Hobart and William Smith Colleges were recently ranked 17th overall among the nation’s liberal arts colleges in the area of service by Washington Monthly in its 2010 “College Guide” rankings. The publication defines service as the institution’s encouragement to students to give something back to their country and ranks colleges in this area based on the number of alums who go on to serve in the Peace Corps and the amount of federal work-study money going to community service (versus non-community service), among other criteria.
In the category of number of Peace Corps volunteers, the publication ranked the Colleges’ 23rd. The Colleges’ tie to the Peace Corps is strong, with President Mark D. Gearan having served as director of the Peace Corps from 1995 through 1999.
“We emphasize global experience and global citizenship with our students, and they embrace opportunities for both,” says Gearan. “We are proud to again be recognized for the culture of civic engagement our students embody at home and across the world.”
Current Director of the Peace Corps Aaron Williams was on campus earlier this month to give the Convocation address and receive the President’s Medal. The Colleges also hosted two Peace Corps directors, Ronald A. Tschetter in 2007 and Gaddi Vasquez in 2004, as guests of the President’s Forum Series.
Overall, Washington Monthly ranked Hobart and William Smith Colleges 60th among the nation’s liberal arts colleges. The rankings consider colleges’ contribution to the public good, taking into consideration social mobility, research and service.
This past winter, Hobart and William Smith Colleges ranked No. 17 in the category of “Small Colleges and Universities” on the Peace Corps’ annual rankings of Peace Corps volunteer-producing schools, with 17 alumni and alumnae currently serving. Since the Peace Corps was founded in 1961, 183 HWS graduates have joined the Peace Corps.

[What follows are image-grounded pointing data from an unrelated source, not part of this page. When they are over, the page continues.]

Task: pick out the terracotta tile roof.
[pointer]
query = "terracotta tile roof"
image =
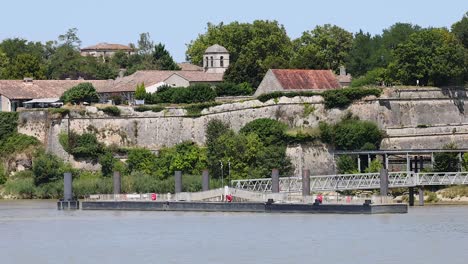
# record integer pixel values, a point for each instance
(186, 66)
(107, 46)
(306, 79)
(18, 89)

This year also marks the recognition of the Colleges by The Princeton Review as among the best in the country, as well as in its list of the 218 institutions it recommends in its Best in the Northeast section of its website feature, “2011 Best Colleges: Region by Region.” Additionally, Hobart and William Smith Colleges have again been included in “The Fiske Guide to Colleges,” in its updated and revised 2011 edition. HWS were named to the President’s Higher Education Community Service Honor Roll in February by the Corporation for National and Community Service, the highest federal recognition a college or university can receive for its commitment to volunteering, service-learning and civic engagement. In recent years, Hobart and William Smith Colleges have also been listed in The Princeton Review‘s “Colleges with a Conscience: An Engaged Student’s Guide to College,” which ranked HWS as one of best institutions for service learning and civic engagement.